Psychotherapies: The patient went through scheduled sessions with the resident Psychiatrist, who held regular talking and cognitive/behavioral therapies to resolve his internal psychological conflicts, to change his negative thinking and behaving that are associated with depression. The patient was also made aware that he would need to help himself to solve his problem, where he was advised not to set to difficult goals or expect too much of himself, to find diversion or outlets like art, painting or athletics.
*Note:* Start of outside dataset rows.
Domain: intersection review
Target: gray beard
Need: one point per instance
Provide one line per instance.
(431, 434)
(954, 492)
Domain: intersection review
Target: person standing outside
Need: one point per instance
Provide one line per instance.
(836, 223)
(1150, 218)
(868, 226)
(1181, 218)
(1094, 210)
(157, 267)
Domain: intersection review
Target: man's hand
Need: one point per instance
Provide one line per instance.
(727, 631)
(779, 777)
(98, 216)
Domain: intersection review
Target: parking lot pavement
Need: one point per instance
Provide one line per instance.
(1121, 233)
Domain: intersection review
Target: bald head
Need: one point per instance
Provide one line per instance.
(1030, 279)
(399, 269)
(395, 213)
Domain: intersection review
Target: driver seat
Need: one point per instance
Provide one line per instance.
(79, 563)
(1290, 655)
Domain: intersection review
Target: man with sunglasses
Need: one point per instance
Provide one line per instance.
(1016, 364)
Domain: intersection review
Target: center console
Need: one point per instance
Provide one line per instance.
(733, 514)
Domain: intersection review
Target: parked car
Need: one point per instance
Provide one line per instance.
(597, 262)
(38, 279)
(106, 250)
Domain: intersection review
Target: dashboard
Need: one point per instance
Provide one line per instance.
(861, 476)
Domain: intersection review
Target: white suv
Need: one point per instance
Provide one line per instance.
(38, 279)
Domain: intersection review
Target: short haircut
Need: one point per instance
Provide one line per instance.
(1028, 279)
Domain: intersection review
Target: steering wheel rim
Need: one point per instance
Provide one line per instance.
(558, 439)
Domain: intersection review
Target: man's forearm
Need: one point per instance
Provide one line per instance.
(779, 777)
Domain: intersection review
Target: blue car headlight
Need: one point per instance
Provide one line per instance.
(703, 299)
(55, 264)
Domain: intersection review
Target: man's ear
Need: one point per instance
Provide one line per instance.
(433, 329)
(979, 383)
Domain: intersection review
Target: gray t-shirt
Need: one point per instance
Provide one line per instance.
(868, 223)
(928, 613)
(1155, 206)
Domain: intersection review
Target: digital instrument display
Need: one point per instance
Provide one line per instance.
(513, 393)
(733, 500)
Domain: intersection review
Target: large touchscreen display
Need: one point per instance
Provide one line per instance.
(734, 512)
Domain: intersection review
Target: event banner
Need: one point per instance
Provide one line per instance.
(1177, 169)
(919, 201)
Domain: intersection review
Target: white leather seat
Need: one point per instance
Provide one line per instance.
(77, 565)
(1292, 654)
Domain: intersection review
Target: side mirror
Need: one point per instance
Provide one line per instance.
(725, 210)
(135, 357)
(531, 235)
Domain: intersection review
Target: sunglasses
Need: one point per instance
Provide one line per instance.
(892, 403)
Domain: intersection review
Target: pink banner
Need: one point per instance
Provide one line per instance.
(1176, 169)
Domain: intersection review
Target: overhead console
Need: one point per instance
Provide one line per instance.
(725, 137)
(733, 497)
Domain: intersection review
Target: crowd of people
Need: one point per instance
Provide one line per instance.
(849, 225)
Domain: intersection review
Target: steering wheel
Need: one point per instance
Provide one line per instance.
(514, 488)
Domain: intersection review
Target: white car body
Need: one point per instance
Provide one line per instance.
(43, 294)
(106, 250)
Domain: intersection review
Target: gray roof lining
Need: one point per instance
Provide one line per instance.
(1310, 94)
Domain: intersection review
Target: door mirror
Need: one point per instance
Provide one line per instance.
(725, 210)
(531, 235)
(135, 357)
The one year rehabilitation program for the patient was monitored to be successful. The medication Nardil maintained by the patient lasted for 20 weeks. He has not touched alcohol since the first complication with Nardil where he experienced high blood pressure. He willingly stopped since he was experiencing relief of his problem from the medication. He did not experience lapses of depression since February 2007. The patient also joined the baseball team and performed regular physical exercises. He also expressed relief with the medicine and showed happier disposition during the latest talking sessions with the doctor. The doctor recommended release from the program last October 9, 2007.

Michael is recommended for probation for five (5) years. He will need to make regular visits to the halfway house resident Psychiatrist to monitor traces of recurrence of his depression. Close monitoring should be made since he will be exposed to uncontrolled environment outside the facility. With confidence though, I consider Michael’s clinical problem solved and that he is completely cured from severe clinical depression.